For Jacob, this journey down into Egypt was bittersweet. For over twenty years, he had believed his beloved son Joseph to be dead—and now he would get the chance to not only see Joseph again, but he would even live long enough to bless two of Joseph’s sons—Ephraim and Manasseh. But Jacob was an old man—with all the challenges that accompany old age. We hear Jacob tell Pharaoh that his 130 years of sojourning have been “few and evil.” No doubt, Jacob is recalling the treachery that he showed to his own brother—the lies that he told to his own father—and the many years spent looking over his shoulder as he fled from the fallout. Or, perhaps Jacob is lamenting his own failures as a husband and a father—perhaps recalling his inexcusable neglect of his wife Leah or even the later trouble that his sons caused when he neglected to protect the honor of his only daughter, Dinah.
You see, like many of us, Jacob’s life bore the scars of sin. The deep wrinkles in his aged face told the story of sleepless nights, heartache, anxiety, guilt, and sorrow. His strained relationships with his own flesh and blood make every interaction with his large family complicated—a mixture of joy and pain—a strange soup made up of both fatherly pride and fatherly shame.

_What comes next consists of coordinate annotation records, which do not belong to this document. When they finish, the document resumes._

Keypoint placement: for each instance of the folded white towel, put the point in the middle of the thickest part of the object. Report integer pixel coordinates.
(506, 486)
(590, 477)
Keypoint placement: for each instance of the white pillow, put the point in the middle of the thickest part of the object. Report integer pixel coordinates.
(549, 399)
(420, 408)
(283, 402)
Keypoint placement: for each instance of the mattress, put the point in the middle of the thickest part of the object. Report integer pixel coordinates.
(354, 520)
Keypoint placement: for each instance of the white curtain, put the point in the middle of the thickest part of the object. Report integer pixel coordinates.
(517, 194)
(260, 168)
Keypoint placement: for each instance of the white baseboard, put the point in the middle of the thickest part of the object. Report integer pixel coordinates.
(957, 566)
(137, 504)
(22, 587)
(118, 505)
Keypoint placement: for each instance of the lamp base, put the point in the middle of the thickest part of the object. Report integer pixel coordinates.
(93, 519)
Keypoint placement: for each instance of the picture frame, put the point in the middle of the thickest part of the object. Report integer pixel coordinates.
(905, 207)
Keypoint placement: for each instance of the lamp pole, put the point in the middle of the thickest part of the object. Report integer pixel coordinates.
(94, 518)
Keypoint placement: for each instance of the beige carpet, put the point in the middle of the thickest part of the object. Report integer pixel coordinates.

And yet, though on a human level to Jacob these years seemed “few and evil,” the presence of God never leaves him and the promises of God never fail him. “Do not be afraid to go down to Egypt” the Lord tells Jacob in a dream. “I myself will go down with you…and I will also bring you up again.”
How sweet these promises must have been to Jacob’s ears. Though he was temporarily leaving the land of promise, there was no place that he could go where he would find himself cut off from the presence of the promise-maker. The Lord would go with him and the Lord would bring him up again. Though Jacob no doubt knew that he would draw his final breath in Egypt, he took comfort in knowing that not even death can thwart the presence and the promise of the Lord. As a testimony to his faith, Jacob makes Joseph swear to bring his bones back to the land of Canaan because he knew that, one day, the Lord would breath life back into those dry bones and cause them to live again. Though his days on earth had been “few and evil,” he trusted the Lord’s promise to bring him up again out of the grave into the age of eternal blessing that he had sworn to give his grandfather Abraham and to his father Isaac and also to him.
God’s promise to be present with his people and to bring them back up doesn’t end with Jacob. Rather, it finds its fulfillment in Christ. The son of Abraham, Isaac, and Jacob who redeemed their “few and evil” days by spilling his holy and precious blood and who God raised up from the grave to show up that he would not leave our dry bones to decay into dust but would, one day, by the power of his word speak the command that will cause those bones to live again and enter an age of eternal life lived in his presence.
Though our days of sojourning here in this world may also appear to be “few and evil,” and even if your journey should at last lead your body to lie in the grave—rest assured that even there—the Lord himself will be with you…and on the Last Day he will also bring you up again.